The FDA is reporting today that Xanodyne Pharmaceuticals, Inc., the maker of Darvon and Darvocet, has agreed to withdraw the medication from the U.S. market at the request of the FDA. Darvon and Darvocet are the brand names of the prescription pain reliever propoxyphene. The generic manufacturers of propoxyphene have been notified of Xanodyne's decision and have been urged to voluntarily remove their products from the market as well.

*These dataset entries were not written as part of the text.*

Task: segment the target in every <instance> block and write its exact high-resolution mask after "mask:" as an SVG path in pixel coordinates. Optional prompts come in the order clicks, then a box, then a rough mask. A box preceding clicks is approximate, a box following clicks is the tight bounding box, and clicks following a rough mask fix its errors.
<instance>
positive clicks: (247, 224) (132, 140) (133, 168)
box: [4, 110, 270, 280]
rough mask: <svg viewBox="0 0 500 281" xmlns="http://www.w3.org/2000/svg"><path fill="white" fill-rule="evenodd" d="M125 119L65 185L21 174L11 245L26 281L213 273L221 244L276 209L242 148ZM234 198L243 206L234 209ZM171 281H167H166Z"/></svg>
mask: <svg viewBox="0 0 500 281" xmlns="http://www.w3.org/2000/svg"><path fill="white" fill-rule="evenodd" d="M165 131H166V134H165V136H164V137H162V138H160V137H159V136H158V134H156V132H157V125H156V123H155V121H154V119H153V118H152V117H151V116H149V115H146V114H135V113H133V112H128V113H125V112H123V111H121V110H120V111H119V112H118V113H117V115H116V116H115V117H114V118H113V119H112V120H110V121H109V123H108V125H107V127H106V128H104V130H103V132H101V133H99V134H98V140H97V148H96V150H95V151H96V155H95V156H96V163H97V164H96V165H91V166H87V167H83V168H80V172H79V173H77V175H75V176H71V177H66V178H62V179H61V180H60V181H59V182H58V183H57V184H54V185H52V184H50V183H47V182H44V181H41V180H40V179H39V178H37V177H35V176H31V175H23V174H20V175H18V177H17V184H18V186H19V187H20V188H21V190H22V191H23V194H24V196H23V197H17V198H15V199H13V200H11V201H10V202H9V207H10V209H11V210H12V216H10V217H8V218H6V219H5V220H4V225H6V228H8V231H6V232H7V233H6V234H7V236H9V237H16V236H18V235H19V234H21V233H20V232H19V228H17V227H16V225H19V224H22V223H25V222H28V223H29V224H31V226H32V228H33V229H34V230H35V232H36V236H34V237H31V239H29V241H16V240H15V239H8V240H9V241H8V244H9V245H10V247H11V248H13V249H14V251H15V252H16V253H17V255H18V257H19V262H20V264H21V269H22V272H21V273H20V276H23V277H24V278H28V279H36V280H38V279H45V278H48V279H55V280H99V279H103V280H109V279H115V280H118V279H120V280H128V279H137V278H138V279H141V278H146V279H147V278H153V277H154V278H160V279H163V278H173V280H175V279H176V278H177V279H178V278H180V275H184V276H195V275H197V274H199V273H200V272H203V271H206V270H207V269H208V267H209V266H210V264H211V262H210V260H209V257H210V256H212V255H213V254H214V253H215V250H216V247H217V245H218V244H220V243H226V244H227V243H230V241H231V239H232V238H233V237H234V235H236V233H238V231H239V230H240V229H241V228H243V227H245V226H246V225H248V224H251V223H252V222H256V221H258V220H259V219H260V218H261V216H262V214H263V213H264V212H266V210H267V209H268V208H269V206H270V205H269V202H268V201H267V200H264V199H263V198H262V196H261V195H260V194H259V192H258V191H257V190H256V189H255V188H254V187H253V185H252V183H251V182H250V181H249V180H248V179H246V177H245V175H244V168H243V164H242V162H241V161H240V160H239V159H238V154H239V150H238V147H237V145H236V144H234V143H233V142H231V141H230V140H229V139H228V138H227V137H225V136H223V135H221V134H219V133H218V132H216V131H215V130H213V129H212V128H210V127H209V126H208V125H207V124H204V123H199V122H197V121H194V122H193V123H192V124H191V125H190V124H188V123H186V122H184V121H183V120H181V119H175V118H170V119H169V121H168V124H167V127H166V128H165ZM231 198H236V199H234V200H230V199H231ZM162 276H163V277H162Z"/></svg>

According to the FDA press release out today, the FDA sought market withdrawal of propoxyphene after receiving new clinical data showing thatthe drug puts patients at risk of potentially serious or even fatal heart rhythm abnormalities. Based on this new clinical trial information, the FDA concluded that the risks outweighed the benefits of the drug.
The FDA has advised doctors and other healthcare providers to stop prescribing propoxyphene to their patients. The FDA is also advising patients who are currently taking the drug to contact their health care provider as soon as possible to discuss switching to another pain management therapy.
According to the new data, even standard therapeutic doses of propoxyphene can be harmful to the heart. However, the changes to the heart's electrical activity are not cumulative. Once patients stop taking propoxyphene, the risk of injury will cease.
Propoxyphene is an opioid used to treat mild to moderate pain. It was first approved by the FDA in 1957. Since 1978 the FDA has received two requests to remove the drug from the market citing its potential to damage the heart. Up until now, the FDA had determined that the benefits provided by the pain reliever outweighed its risks.